[RFC] case sensitivity on Windows

Mon Nov 3 00:54:49 GMT 2008

On Mon, Nov 3, 2008 at 10:52 AM, Mark Hammond <mhammond at skippinet.com.au> wrote:
>> That's still pretty nice progress.  I'll read the patch now, but as a
>> tip, you should really update the subject line to include [merge] so
>> that BB will catch it.  It's a good safety net to make sure it does
>> get an answer one way or the other.
>
> Thanks for the reply.  FWIW, I used [RFC] in preference to [MERGE] in the
> subject line as I didn't consider it ready for merging.

Does it make anything worse, or is it just not a full solution?

(Oh, I see you answered that at the end.  I don't propose to teach you
how to suck eggs but we've found it can save confusion or roundtrips
if code that's not yet ready to merge for some reason says why in the
cover letter.)

>> So this routine, as it currently stands, is not win32-specific (aside
>> from the comment), but in fact is the kind of thing we'd like to also
>> use on os x or linux case-insensitive filesystems.  So even if we're
>> not handling those cases at present, I'd name it accordingly,
>> cicp_canonical_relpath or something.
>
> How do you see us deciding to use cicp_canonical_relpath at runtime?  Would
> we still unconditionally use it for Windows, or would we attempt to
> determine this dynamically for each tree object (ie, by sniffing the working
> tree for this property?)

I liked the idea of looking for the existence of eg
.bzr/checkout/FORMAT - it's true this does not tell us whether it's
cicp or case-folding, but for the stuff discussed so far (and perhaps
for the whole thing) it may not make any difference.  Alternatively
perhaps it could be a configuration setting.

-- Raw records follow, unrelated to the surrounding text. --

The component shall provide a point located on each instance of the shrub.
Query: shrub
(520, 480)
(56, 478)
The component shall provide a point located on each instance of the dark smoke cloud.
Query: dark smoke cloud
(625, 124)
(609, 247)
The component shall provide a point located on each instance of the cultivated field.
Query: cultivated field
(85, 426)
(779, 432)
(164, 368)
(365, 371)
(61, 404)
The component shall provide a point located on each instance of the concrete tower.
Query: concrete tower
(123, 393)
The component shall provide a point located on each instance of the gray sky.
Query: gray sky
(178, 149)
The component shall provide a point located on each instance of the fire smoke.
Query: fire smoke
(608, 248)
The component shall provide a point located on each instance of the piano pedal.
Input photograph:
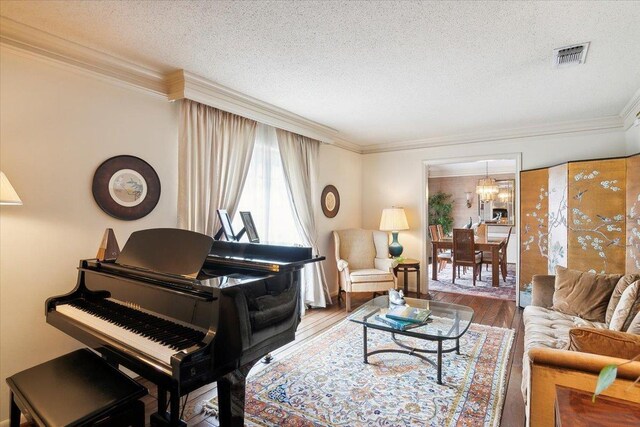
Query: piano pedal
(207, 408)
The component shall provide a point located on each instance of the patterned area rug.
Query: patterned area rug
(464, 284)
(326, 383)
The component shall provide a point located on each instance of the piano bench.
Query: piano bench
(76, 389)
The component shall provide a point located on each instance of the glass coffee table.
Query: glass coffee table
(448, 322)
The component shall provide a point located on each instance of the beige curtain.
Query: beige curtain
(299, 160)
(214, 154)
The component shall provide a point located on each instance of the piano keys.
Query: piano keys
(183, 311)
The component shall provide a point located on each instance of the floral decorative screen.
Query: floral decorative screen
(633, 213)
(597, 229)
(581, 215)
(534, 208)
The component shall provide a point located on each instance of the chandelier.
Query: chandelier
(487, 188)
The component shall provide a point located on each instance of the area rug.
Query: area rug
(326, 383)
(464, 285)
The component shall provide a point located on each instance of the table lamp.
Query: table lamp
(394, 219)
(8, 195)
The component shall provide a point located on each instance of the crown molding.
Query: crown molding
(494, 173)
(576, 126)
(39, 44)
(183, 84)
(43, 44)
(630, 110)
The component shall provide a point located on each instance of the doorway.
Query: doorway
(493, 217)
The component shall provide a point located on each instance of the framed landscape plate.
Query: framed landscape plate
(330, 201)
(126, 187)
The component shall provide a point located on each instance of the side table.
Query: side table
(409, 266)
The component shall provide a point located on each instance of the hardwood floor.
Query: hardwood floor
(488, 311)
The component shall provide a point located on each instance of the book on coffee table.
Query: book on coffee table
(401, 325)
(409, 314)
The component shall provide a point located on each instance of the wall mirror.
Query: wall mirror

> It has been mentioned here before that caching this per-directory might be
> good for performance.  Would it be preferred to 'implicitly cache' these
> results (eg, have cicp_canonical_relpath() keep a hidden, private cache), or
> build caching into the signatures of the functions - eg, something like:
>
>  entries = cicp_canonical_prime (dir_name)
>  filename = cicp_canonical_relpath(filename, entries) # entries could even
> be None to avoid caching?
>
> ?  The former looks much easier for consumers, but tricky to get right in
> the face of threads etc....

In general we avoid implicit caching because it's hard to control (in
for memory use, expiry, isolated testing), and instead look for an
object with the appropriate lifetime that can hold the cache.  (This
doesn't mean that the cache should be fused into another object; it
can be enough just to hold a reference to it.)

I would think about something like a class that holds a LRUCache of
these objects, and then one of these can be held by the WorkingTree.
The normal user interface then is wt.canonical_path.

This may not be enough if we need to do these queries before opening a tree.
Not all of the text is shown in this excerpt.